Where the CPU is located, if you use a aftermarket heat sink like I did, It's best to research whether or not it will block a RAMM socket. The RAM is close by. Otherwise, it's best to get LP (Low Profile) RAM. They are simply, the RAM without the huge heat sinks. My CPU heat sink is the CM Hyper 212 plus. The ram used were the Corsair 16GB (4x4GB) ddr3-1600 LP (they have what looks like blue jackets on them). The last RAM socket comes very close to the heat sink. If you put the RAM in after the heat sink (before attaching the fan) then there are no clearance issues. The SATA ports are easily accessible for your storage drives. The only possible issue you might have is if you have a SATA DVD or BLu-Ray drive in a full tower case. The distance could be an issue. I didn't though. Just throwing it out in caution. This motherboard does have 2 PCIe 3.0 slots. Surprisingly, the PCIe 3.0 (1st slot) doesn't block the PCIe x1 slot which allows you to fit a sound card (that uses PCIe) easily as the case for me. The 2nd PCIe 3.0 slot is further down. If you crossfire or do SLI, the 2 PCIe 3.0 slots will run at x8, x8.
After firing the system up, the UEFI BIOS screen is great eye candy and so much easier to read than the BIOS we are use to seeing. In my opinion, the BIOS screen doesn't look as scary and imposing as the "regular" BIOS screens we are use to seeing. Asus also included a GPU accelerator to increase performance of your video card. It also has neat tools to over clock safely. I'm not an over clocker so I can't comment on either of these tools.
All and all, this is a great motherboard. This was probably the easiest out of all motherboards I've used.
My system as of 1/6/11:
i5-2400 Sandy Bridge (until Ivy Bridge is released)
Corsair 16GB (4x4GB) ddr3-1600 (running at 1600) LP (Low Profile)
Corsair HX850w PSU modular/continuous power
CM Hyper 212 plus (heat sink and fan)
CM HAF 932 Full Tower
Auzentech Forte PCIe (XFI sound card)
Logitech Z5500 Digital 5.1 speakers
G15 Logitech Gaming Keyboard with LCD
G500 Gaming mouse
LG 24" 1080p (1920x1080) LCD
MSI PE/OC GTX570 (until Kepler is released)
Asus Gen3 Pro P8z68 motherboard
Samsung SSD 128GB (Windows 7 and drivers) SATA 3 (6GB/s)
WD SATA II 3GB/s 350GB Velociraptor w/ Steam and games
WD SATA II 3GB/s 1TB Caviar Black (not hooked up, used as a backup).
Windows Experience Score 7.5 because of the CPU which was rated at 7.5
PCI-E 3.0 support
USB 3.0 ports
SATA 6 GB/s support
Used ASUS for my past 5 builds
Really, the only difference between the PRO and the next version down from this board is the SATA 6 GB/s connectors on the board. This is worth the extra dollars if you plan on using one of the newer SSD's that support this.

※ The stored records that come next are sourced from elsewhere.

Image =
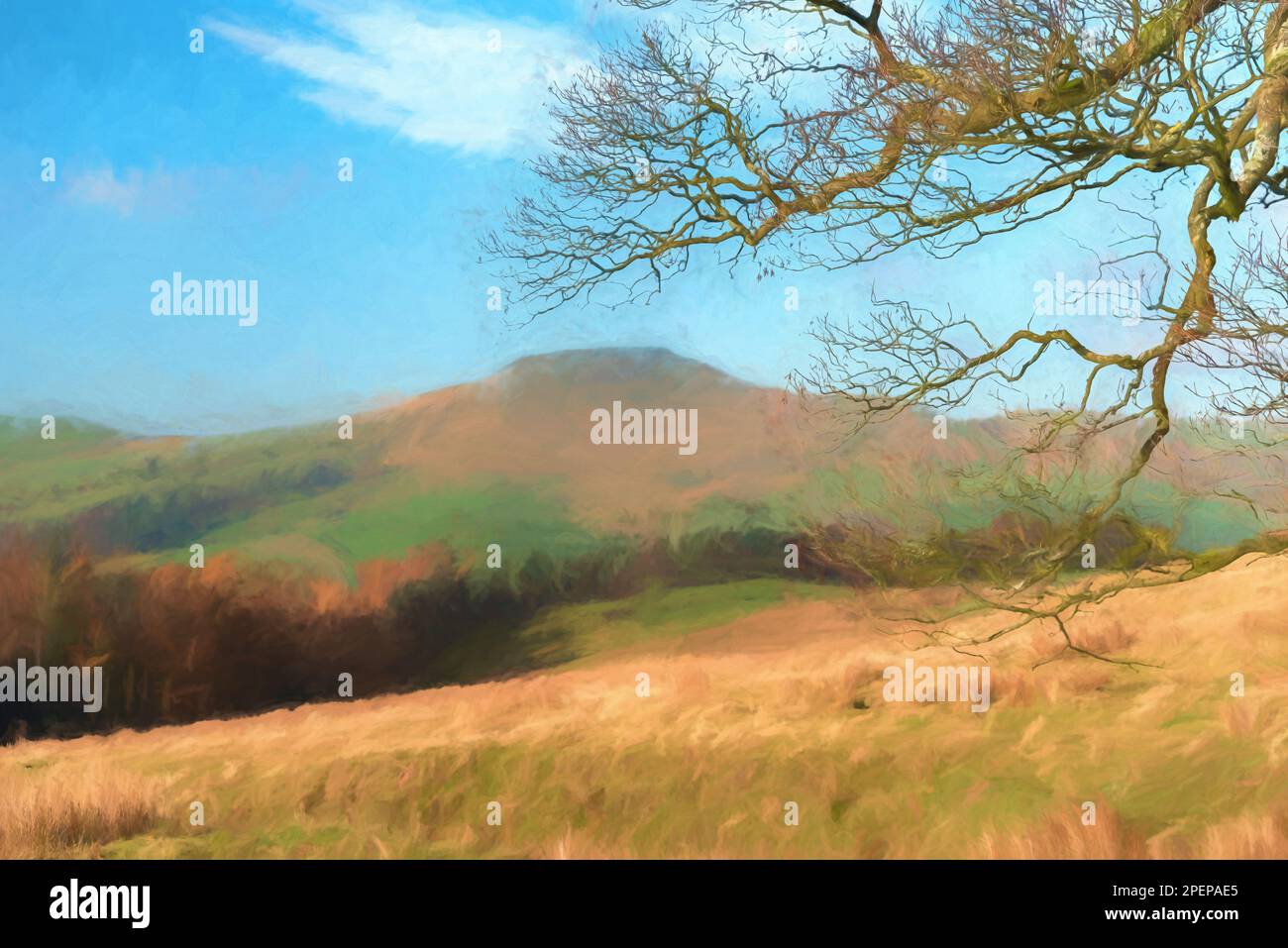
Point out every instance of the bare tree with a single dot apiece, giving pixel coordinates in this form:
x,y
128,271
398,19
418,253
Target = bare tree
x,y
935,127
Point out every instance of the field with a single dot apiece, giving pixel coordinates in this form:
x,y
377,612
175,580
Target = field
x,y
760,694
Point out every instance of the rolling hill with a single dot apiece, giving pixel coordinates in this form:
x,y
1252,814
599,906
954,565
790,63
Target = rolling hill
x,y
510,460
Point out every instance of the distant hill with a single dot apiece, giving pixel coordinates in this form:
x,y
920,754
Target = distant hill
x,y
510,460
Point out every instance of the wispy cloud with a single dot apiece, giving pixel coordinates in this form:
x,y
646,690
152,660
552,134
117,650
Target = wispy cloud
x,y
147,192
101,187
475,84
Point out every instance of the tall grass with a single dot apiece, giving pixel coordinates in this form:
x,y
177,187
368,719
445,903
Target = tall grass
x,y
46,814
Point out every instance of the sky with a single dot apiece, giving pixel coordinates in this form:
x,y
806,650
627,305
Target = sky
x,y
224,165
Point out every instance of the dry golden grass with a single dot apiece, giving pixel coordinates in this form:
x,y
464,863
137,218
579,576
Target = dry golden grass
x,y
784,704
48,813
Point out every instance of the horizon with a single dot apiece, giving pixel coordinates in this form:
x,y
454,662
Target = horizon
x,y
299,150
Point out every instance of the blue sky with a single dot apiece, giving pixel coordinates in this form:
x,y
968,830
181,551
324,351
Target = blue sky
x,y
223,165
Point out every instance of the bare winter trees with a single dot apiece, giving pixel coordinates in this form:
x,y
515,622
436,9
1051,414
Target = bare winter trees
x,y
936,125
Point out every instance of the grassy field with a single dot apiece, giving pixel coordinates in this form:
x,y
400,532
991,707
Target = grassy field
x,y
760,694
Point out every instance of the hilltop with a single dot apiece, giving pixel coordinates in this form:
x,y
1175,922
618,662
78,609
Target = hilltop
x,y
509,458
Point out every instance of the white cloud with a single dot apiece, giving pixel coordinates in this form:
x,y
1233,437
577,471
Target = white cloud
x,y
475,84
101,187
132,191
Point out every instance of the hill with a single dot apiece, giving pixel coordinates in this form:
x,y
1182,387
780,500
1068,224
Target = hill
x,y
752,703
510,459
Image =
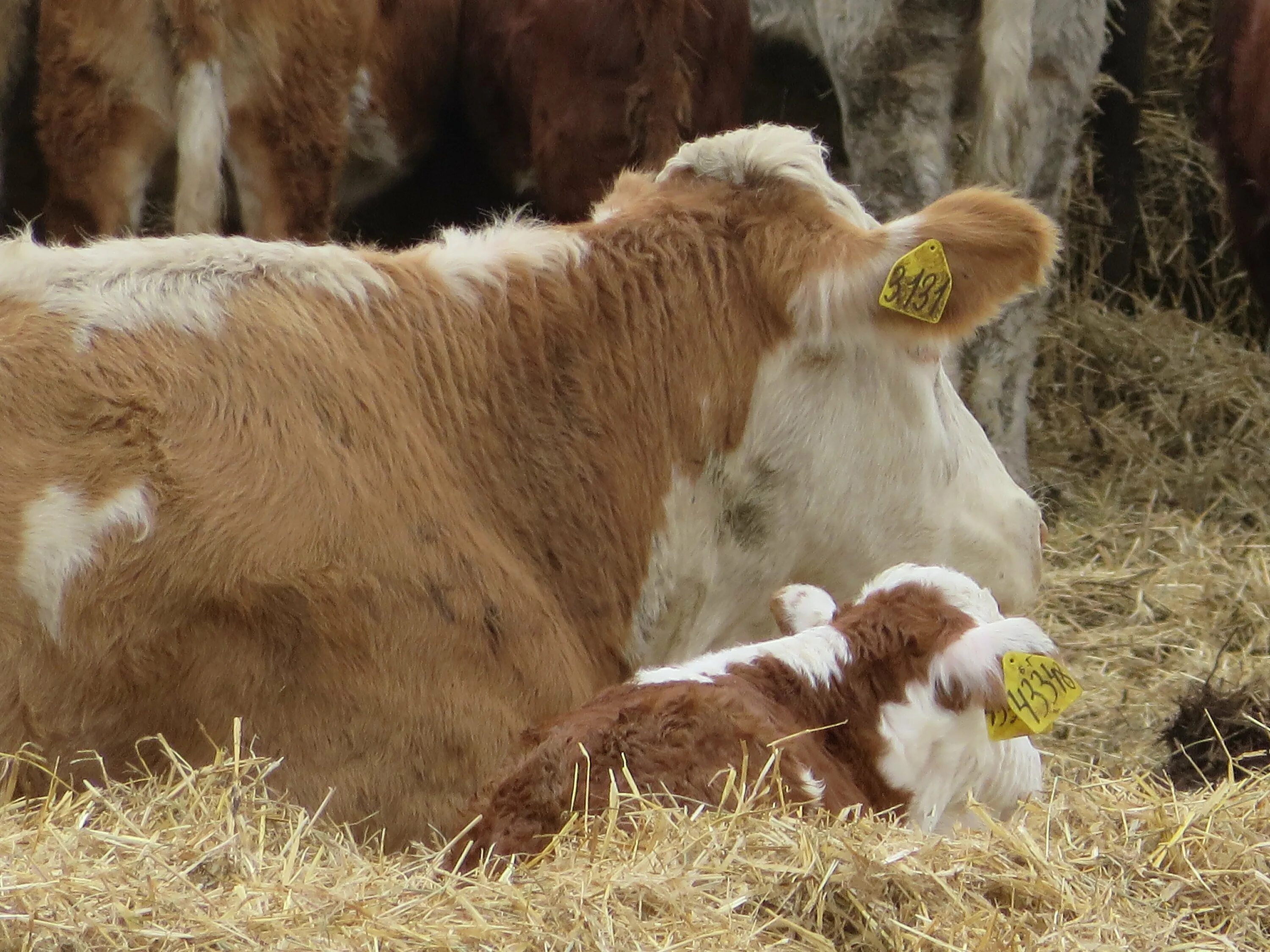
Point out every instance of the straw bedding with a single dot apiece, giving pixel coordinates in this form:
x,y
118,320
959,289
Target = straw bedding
x,y
1152,455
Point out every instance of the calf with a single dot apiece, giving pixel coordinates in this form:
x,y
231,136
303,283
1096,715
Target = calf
x,y
262,85
567,93
881,705
393,509
911,79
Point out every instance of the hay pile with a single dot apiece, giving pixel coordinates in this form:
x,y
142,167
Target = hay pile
x,y
206,860
1184,257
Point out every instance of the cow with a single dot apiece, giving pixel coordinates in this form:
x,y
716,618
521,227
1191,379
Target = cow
x,y
395,508
1237,124
564,94
879,706
402,94
908,80
263,88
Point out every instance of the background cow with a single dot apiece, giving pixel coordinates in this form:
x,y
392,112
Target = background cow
x,y
1239,126
395,508
263,87
881,705
908,77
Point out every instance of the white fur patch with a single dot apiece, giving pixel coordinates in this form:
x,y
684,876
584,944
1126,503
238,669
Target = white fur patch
x,y
803,607
811,785
940,757
769,150
973,662
60,535
469,259
817,655
375,157
130,285
202,129
959,591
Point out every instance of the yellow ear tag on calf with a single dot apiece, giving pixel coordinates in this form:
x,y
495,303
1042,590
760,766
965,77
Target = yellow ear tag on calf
x,y
920,283
1038,690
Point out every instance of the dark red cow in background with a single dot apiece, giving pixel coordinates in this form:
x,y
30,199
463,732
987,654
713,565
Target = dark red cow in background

The board itself was an easy install (well, easy in terms of installing a motherboard, which can take an hour or so with all the components), and I feel the quality is excellent. I had to position my Cooler Master CPU cooler towards the side of the case to avoid covering one of the RAM slots, but I was fortunate to have it pointing right at a vent anyway (Hyper 212 Plus cooler and Cooler Master HAF 912 case). Paired the board with Intel i7 2600K and Patriot Viper Extreme Division 4 1866MHz 16GB. Working well with both, no BSOD's. New BIOS is great, love the fact that you can use a mouse and the interface no longer looks like an old DOS program.